Testing and Training

In [8]:
train <- creditData[1:150000, ]
test <- creditData[150001:284807, ]

In [9]:
train %>%
  select(Class) %>%
  group_by(Class) %>%
  summarise(count = n()) %>%
  glimpse

Observations: 2
Variables: 2
$ Class <fct> 0, 1
$ count <int> 149707, 293


In [10]:
test %>%
  select(Class) %>%
  group_by(Class) %>%
  summarise(count = n()) %>%
  glimpse

Observations: 2
Variables: 2
$ Class <fct> 0, 1
$ count <int> 134608, 199


As we can see, fraudulent transactions are a very small proportion of our dataset, we could build what would appear to be a highly accurate model just by always saying that every transaction was not fraudulent. While we would be right over 99% of the time, that would cost consumers and the industry over £500m per year, so wouldn't be a useful model.

In [None]:
# build random forest model using every variable
rfModel <- randomForest(Class ~ . , data = train)

In [None]:
test$predicted <- predict(rfModel, test)

So we've built a random forest model using all the available variables and used it to predict whether or not a transaction is fraudulent on our test test. As the data is very imbalanced, we would expect our accuracy to be very high, even if our model just always guessed 'not fraudulent'.

In [None]:
library(caret)
confusionMatrix(test$Class, test$predicted)

Looking at the output above, we can indeed see that we have very high accuracy (99.94%) as we expected. Going back to our test set class counts, we can see that we had 134,608 legitimate transactions, and 199 fraudulent transactions. Had we said that every transaction was fraudulent, we would have got 199 wrong.

In [None]:
library(MLmetrics)

In [None]:
F1_all <- F1_Score(test$Class, test$predicted)
F1_all

In [None]:
options(repr.plot.width=5, repr.plot.height=4)
varImpPlot(rfModel,
          sort = T,
           n.var=10,
           main="Top 10 Most Important Variables")

In [None]:
rfModelTrim1 <- randomForest(Class ~  V17, 
                            data = train)

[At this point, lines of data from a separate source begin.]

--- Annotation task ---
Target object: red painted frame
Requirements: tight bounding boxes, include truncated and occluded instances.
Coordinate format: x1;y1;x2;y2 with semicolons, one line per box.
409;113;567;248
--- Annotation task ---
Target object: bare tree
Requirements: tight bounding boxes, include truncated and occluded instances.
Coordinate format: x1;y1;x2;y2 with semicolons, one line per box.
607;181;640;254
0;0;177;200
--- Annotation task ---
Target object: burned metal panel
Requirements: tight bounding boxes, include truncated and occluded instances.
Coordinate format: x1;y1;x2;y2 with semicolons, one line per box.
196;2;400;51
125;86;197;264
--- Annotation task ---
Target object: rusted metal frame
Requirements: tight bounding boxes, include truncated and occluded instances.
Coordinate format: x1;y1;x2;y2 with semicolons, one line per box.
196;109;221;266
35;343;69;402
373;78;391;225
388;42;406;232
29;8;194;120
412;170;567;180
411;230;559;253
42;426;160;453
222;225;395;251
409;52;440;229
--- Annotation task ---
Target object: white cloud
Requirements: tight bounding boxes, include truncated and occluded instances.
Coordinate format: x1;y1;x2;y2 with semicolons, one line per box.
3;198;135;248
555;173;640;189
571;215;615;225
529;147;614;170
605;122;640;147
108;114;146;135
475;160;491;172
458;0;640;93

test$predictedTrim1 <- predict(rfModelTrim1, test)

F1_1 <- F1_Score(test$Class, test$predictedTrim1)
F1_1

In [None]:
rfModelTrim2 <- randomForest(Class ~  V17 + V12, 
                            data = train)

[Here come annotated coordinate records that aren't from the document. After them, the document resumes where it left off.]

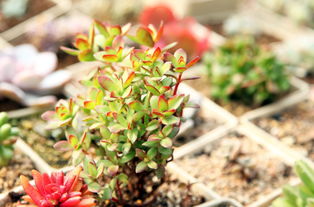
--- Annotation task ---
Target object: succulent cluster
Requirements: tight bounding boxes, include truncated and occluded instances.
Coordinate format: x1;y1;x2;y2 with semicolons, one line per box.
204;37;290;106
0;44;70;106
139;5;210;57
0;112;18;167
276;37;314;76
272;160;314;207
43;21;199;205
19;167;96;207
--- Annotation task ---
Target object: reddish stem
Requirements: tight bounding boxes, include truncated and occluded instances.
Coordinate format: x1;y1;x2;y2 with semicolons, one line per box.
173;73;182;96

test$predictedTrim2 <- predict(rfModelTrim2, test)

F1_2 <- F1_Score(test$Class, test$predictedTrim2)
F1_2

In [None]:
rfModelTrim3 <- randomForest(Class ~  V17 + V12 + V14, 
                            data = train)

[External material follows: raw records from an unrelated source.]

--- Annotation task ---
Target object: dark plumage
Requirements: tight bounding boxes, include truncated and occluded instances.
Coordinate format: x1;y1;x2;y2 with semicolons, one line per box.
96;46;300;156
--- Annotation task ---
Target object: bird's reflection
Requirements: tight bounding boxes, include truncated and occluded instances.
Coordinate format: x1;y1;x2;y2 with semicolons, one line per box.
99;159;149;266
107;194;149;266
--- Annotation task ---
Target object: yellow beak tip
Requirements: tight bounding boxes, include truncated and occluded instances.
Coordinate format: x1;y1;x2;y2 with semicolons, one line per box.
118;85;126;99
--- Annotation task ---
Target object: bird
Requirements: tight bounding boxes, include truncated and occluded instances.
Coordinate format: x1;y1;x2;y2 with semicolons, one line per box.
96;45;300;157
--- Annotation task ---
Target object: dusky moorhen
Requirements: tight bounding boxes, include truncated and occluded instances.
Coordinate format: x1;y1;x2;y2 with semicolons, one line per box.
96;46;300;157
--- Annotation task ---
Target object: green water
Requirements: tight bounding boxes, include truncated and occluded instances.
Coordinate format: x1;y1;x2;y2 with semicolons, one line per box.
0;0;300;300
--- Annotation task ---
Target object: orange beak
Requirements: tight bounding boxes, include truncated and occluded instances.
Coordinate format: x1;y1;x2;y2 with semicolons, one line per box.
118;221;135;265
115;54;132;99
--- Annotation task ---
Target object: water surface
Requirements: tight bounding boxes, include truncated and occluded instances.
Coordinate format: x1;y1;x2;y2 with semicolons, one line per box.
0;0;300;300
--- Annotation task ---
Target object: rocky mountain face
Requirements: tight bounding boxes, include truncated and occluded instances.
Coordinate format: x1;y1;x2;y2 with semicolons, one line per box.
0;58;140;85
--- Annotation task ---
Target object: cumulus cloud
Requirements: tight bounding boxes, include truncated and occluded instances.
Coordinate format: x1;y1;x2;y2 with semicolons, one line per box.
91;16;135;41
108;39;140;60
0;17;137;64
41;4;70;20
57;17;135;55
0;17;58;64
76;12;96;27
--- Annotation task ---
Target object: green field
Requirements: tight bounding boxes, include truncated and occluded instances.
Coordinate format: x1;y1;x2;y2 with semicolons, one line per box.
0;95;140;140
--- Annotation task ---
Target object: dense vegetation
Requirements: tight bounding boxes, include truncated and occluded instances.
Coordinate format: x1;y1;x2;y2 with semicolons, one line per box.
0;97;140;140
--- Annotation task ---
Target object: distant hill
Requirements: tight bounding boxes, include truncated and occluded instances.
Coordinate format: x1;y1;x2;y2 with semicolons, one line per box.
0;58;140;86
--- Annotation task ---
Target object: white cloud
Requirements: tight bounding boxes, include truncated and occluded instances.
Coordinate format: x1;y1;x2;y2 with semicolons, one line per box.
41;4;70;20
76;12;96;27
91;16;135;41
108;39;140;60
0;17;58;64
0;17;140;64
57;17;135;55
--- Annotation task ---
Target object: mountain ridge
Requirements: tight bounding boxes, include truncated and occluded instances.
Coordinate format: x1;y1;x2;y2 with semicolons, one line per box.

test$predictedTrim3 <- predict(rfModelTrim3, test)

F1_3 <- F1_Score(test$Class, test$predictedTrim3)
F1_3

In [None]:
# four variables
rfModelTrim4 <- randomForest(Class ~  V17 + V12 + V14 + V10, 
                            data = train)

test$predictedTrim4 <- predict(rfModelTrim4, test)

F1_4 <- F1_Score(test$Class, test$predictedTrim4)
F1_4

In [None]:
# five variables
rfModelTrim5 <- randomForest(Class ~  V17 + V12 + V14 + V10 + V16, 
                            data = train)

test$predictedTrim5 <- predict(rfModelTrim5, test)

F1_5 <- F1_Score(test$Class, test$predictedTrim5)
F1_5

In [None]:
# ten variables
rfModelTrim10 <- randomForest(Class ~  V17 + V12 + V14 + V10 + V16 
                              + V11 + V9 + V4 + V18 + V26, 
                            data = train)

test$predictedTrim10 <- predict(rfModelTrim10, test)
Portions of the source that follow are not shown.